Conversations de Salim Lamrani avec Bruno Guigue
Normalien et énarque, chercheur en philosophie politique, Bruno Guigue a été haut fonctionnaire pendant près de vingt ans. Il s’est ensuite consacré à la recherche en sciences politiques et a publié dix ouvrages ainsi que de nombreux articles traduits en plusieurs langues. Il est aujourd’hui professeur invité à l’Université normale de la Chine du Sud (Canton) et chargé de cours à l’Institut Confucius de La Réunion. Il est considéré comme l’un des meilleurs spécialistes français de la Chine.
Dans son dernier livre, L’Odyssée chinoise, de Mao Zedong à Xi Jinping, il retrace l’expérience historique unique de la République populaire de Chine et analyse la stratégie mise en œuvre par les autorités pour sortir le pays du sous-développement et atteindre un indice de développement humain comparable à celui des nations les plus avancées. Première économie mondiale en parité de pouvoir d’achat, première puissance industrielle et commerciale, la Chine construit aujourd’hui des infrastructures dans près de 150 pays.

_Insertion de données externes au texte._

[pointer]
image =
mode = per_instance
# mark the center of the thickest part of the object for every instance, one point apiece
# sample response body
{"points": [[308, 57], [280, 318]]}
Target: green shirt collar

Dans ces conversations, Bruno Guigue retrace l’histoire de la Chine. Il revient la situation du pays avant la Révolution maoïste de 1949 et évoque le parcours de Mao Zedong ainsi que la naissance du Parti communiste chinois. Il explique en détail la conquête du pouvoir et les grandes étapes du processus révolutionnaire. Il précise les spécificités du socialisme chinois, rappelant que l’État détient le contrôle des trois grandes sources de capital. Il mentionne également la lutte contre la grande pauvreté, tout en soulignant l’existence d’inégalités, atténuées par un système de sécurité sociale très protecteur.

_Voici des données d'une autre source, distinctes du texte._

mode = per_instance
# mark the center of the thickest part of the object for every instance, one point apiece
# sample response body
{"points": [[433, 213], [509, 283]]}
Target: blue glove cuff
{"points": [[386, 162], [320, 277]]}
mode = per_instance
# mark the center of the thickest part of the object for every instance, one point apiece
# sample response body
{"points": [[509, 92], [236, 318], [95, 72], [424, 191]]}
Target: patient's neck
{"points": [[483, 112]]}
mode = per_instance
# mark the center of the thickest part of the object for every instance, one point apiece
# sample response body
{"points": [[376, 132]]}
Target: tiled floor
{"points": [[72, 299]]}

Bruno Guigue passe ensuite en revue diverses grandes questions : situation démographique, crise immobilière et protection de l’environnement. Il n’élude pas les sujets controversés, tels que la question de la démocratie, des élections, de la liberté d’expression, des droits de l’homme, des Ouighours et des prisonniers politiques. Il aborde enfin le statut de « puissance pacifique » de la Chine, sa place sur la scène internationale, ses relations avec les États-Unis, le projet « une ceinture, une route », ses liens avec le Sud global et la question de Taiwan.

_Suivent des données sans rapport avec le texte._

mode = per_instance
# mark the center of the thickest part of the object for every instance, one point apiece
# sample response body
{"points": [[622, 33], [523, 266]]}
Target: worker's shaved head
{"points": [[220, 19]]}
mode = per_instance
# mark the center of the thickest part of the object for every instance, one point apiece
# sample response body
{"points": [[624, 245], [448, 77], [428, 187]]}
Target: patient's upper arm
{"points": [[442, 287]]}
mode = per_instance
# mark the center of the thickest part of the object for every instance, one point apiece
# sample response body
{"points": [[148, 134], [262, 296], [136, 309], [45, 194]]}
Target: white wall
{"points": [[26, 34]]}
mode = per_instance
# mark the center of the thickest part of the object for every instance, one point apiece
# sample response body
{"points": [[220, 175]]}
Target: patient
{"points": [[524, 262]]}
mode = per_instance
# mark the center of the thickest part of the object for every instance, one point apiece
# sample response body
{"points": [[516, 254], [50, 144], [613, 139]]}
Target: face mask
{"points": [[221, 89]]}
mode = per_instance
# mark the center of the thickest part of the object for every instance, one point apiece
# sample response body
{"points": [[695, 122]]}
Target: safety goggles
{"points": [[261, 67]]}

Salim Lamrani : Quelle était la réalité de la Chine avant la Révolution maoïste de 1949 ?
Bruno Guigue : Avant 1949, la Chine était un pays complètement dévasté par la guerre. Après l’effondrement de la dynastie Qing en 1911, une succession de péripéties secoue le pays : l’affrontement entre les seigneurs de la guerre, la tentative de Tchang Kaï-chek de fonder un État stable durant la fameuse « décennie de Nankin » de 1927 à 1937, la première guerre civile opposant nationalistes et communistes, la création d’un front uni à partir de 1937 pour mener la lutte commune contre les Japonais jusqu’en 1945, puis la reprise de la guerre civile entre communistes et nationalistes de 1946 à 1949, Tchang Kaï-chek ayant refusé le partage du pouvoir.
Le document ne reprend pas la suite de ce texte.